T his fall, Noble will be under the guidance of its sixth head coach in the last 10 years.

Usually, that's a bad sign.

Regardless of whether a coach is good or bad, when his teams lose, he usually leaves ? or is requested to ? after a bad season or two.

Make no mistake about it, Noble has had its share of bad seasons.

Since the first Bears stepped on the gridiron in the late 1960s (or early '70s, there's some dispute about when they started varsity football), Noble made it to the state playoffs only once until after turn of the century.

Not to rub it in, but at one time in the '90s, the Bears had one of the worst won-loss records among Oklahoma high schools ? in any class.

A lot of that decade's poor performance was due to the rapid expansion of the Noble Public School system. Almost every two years, when the Oklahoma Secondary School Athletic Association realigned its classes (based on enrollment) , Noble was pushed up a class.

That's not good for any school, especially one with no winning football tradition. And when that situation is compounded with an almost yearly change of coaches, the travails of trying to get on a winning track becomes even more difficult.

So, Noble has had numerous coaches come and go in the last decade.

But, there is another axiom that applies to the men and women who put their professional success in the hands of teenagers: Good coaches don't leave good programs ? unless it's a move to greener winning pastures.

Usually.

Today's Noble football teams are not those of the past.

Steve Barrett changed all that when he moved from an assistant at Norman North to take over the Noble program in 2002.

After his arrival, all the Bears have done is claw out a record of 22-12 and qualify for the playoffs for the last three years.

Considering Noble's past, Barrett's teams performed ... well ... historically.

Not too many seasons ago, it was common to drive into the parking lot adjacent to the Noble football field just minutes before kickoff and get a close space.

That hasn't been the case recently. The last few years, it's been 'get there early' or 'get ready to walk.'

Barrett won't be handling the Bears this season, however.

No, he hasn't gone on to greener pastures, although with his record he probably could have.

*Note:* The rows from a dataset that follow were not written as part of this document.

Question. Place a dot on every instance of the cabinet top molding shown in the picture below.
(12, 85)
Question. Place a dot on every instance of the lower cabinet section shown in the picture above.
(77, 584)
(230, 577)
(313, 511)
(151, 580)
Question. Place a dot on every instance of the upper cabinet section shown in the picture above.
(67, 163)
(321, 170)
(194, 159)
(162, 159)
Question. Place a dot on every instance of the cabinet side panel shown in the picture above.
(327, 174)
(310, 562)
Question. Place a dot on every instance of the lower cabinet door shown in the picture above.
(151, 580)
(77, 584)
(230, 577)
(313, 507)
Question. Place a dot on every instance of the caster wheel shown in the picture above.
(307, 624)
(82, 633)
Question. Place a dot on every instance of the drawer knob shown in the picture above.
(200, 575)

He is still at Noble. He has just moved up the academic ladder, as in an assistant principal.

Why the change?

"It was a hard decision," Barrett said. "I wanted to do what's best for both my family and the program and (if I was going to get out of coaching), I thought this was a good year to do it. It would be different is I was heading out somewhere but I'm staying here. If they need me, I'll be around."

It's not like Barrett is leaving the talent cupboard bare either. The Bears will return an almost-intact offensive backfield along with some lineman that he terms "some of the biggest and strongest I've ever coached."

The Noble football reins are now in the hands of Ray Crawley, and he is not a stranger to the playoffs. As the defensive coordinator at Westmoore, he has a proven track record.

"I wouldn't trade anything for the last three years. I've loved every minute of it," said Barrett, and then added with a rueful chuckle, "well, except for a couple of games.

"And I know Ray. He's a great coach. He'll keep the momentum going."

That's a good sign. Always.



Fogle will give Little Axe a shot

One other local football vacancy has apparently been filled. Although not confirmed by anyone in the Little Axe administration, it has been reported by several sources that Anthony Fogle will take over the beleaguered program.

In his college days, Fogle was a four-year letterman as a defensive back for Oklahoma from 1993 to '96. Since then, he has been in several positions, including assisting at Oklahoma City metro teams and hosting a sports talk on Norman's KREF-AM radio station.

Fogle will have to do more than talk to be a winner at his new post. Little Axe has won only one game in the last seven years.



Enfield back on the field at Mustang

Another coaching change involves Shannon Enfield, who started the Norman North baseball program and led the Timberwolves until his resignation after the 2004 season.

After a year's absence on the high school scene, Enfield will be back in the dugout next season as an assistant at Mustang.

Some might consider it a strange move, but one has to know the background. I.e., the veteran head coach will be reuniting with Tony Evans, who was formerly his assistant at North.